EY, one of the Big Four auditing firms, has agreed to a record $100 million settlement with the US Securities and Exchange Commission to settle claims that numerous EY workers falsified answers on an ethics exam and that the company misled investigators.
The penalty, which is double the amount KPMG was forced to pay in 2019 for exam-cheating and unlawful tip-offs, is the biggest the US Securities and Exchange Commission has ever assessed on an auditor according to Financial Times.

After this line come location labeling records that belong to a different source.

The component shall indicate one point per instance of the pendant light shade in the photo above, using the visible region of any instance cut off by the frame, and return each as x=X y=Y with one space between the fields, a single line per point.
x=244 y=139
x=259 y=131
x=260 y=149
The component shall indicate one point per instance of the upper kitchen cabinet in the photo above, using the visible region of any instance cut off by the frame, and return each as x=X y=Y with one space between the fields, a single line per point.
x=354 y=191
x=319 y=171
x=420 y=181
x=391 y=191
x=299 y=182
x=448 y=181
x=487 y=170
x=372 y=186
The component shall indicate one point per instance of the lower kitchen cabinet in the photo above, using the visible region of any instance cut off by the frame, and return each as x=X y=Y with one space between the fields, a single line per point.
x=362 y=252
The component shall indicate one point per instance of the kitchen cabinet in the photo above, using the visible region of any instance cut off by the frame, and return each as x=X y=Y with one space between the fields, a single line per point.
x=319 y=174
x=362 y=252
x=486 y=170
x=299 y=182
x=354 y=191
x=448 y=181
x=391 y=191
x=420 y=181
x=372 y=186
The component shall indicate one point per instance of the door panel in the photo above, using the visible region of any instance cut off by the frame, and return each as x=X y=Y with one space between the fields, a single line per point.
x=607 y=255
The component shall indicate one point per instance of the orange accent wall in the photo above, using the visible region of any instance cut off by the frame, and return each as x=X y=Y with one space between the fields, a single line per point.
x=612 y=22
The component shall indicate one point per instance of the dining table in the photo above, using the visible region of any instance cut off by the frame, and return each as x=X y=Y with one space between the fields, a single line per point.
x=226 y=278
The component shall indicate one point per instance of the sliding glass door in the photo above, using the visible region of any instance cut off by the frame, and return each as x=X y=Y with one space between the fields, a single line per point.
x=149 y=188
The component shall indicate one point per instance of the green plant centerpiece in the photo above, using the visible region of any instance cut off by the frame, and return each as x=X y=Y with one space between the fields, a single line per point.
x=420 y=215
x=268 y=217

This enormous fine comes as EY explores global plans to separate its audit and advising businesses, a move that would exclude consultants from future regulatory fines and monetary judgments for wrongdoing or carelessness on the part of the company’s auditors.
What SEC is saying
The SEC order claims that 91 EY employees asked for, used, or shared answers with coworkers.
Gurbir Grewal, director of the SEC’s enforcement division said, “This action involves breaches of trust by gatekeepers within the gatekeeper entrusted to audit many of our nation’s public companies.”

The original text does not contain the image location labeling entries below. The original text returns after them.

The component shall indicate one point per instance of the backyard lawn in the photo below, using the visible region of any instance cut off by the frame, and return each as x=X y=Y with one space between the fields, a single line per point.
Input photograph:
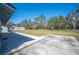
x=41 y=32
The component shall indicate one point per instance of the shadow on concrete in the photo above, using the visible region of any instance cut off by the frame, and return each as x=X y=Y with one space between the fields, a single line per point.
x=13 y=41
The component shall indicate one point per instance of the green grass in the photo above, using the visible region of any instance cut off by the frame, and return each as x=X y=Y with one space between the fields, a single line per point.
x=41 y=32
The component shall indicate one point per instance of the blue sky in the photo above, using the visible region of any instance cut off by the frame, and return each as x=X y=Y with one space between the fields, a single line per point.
x=31 y=10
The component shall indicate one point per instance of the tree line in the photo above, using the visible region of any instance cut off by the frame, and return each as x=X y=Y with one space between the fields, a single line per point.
x=70 y=21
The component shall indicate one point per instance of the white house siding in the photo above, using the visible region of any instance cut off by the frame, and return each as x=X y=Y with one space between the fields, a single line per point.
x=4 y=29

He added, “It’s simply outrageous that the very professionals responsible for catching cheating by clients cheated on ethics exams of all things.”
He said, “This action should serve as a clear message that the SEC will not tolerate integrity failures by independent auditors who choose the easier wrong over the harder right.”

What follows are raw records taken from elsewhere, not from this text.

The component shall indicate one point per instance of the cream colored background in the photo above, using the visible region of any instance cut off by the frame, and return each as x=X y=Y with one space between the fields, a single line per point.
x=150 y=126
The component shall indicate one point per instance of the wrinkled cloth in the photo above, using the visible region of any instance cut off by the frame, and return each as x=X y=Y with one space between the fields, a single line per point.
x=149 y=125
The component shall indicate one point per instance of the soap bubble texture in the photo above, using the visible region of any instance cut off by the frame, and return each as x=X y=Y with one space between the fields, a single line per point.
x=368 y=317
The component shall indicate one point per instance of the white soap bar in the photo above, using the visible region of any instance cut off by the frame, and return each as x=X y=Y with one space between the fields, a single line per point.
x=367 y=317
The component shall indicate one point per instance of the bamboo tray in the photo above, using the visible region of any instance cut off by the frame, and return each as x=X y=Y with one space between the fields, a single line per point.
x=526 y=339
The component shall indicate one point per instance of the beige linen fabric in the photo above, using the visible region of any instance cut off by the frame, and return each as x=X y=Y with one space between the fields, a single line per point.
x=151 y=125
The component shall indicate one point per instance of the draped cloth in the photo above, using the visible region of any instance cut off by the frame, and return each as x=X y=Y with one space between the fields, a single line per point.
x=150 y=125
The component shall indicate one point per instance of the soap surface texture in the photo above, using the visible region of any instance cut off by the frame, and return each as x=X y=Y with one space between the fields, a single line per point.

EY acknowledged the SEC’s conclusions and declared that it was observing the order. Its response to “this unacceptable past behaviour has been thorough, extensive, and effective”, the auditor said, adding that it would continue taking steps including disciplinary action and training to “strengthen” commitments to “compliance, ethics, and integrity”.
What you should know
- SEC stated that EY received a tip that an employee had shared answers to a CPA ethics exam, but it did not modify its SEC submission even after launching an internal investigation, confirming instances of cheating and discussing the matter among senior management and lawyers.
- EY said nothing to the SEC or the Public Company Accounting Oversight Board for almost nine months, according to an SEC official, which was a contributing factor to the regulator’s decision to seek a record penalty.
- The order handed down on Tuesday is EY’s latest regulatory run-in. The SEC has filed five cases against the auditor since 2014.
- Between 2017 and 2021, 49 EY staff sent or received answer keys to the ethics portion of the Certified Public Accountant exam, with hundreds more cheating on tests required to maintain the certification, according to the SEC order. A “significant” number of employees also failed to report the violations, the agency said.
- The SEC will also assign two impartial consultants to EY in addition to the penalties. As they examine EY’s submissions to regulators, one will examine policies on ethics and integrity while the other will have access to privileged material that has not been made accessible to the SEC as well as the authority to enact employment actions and other remedies.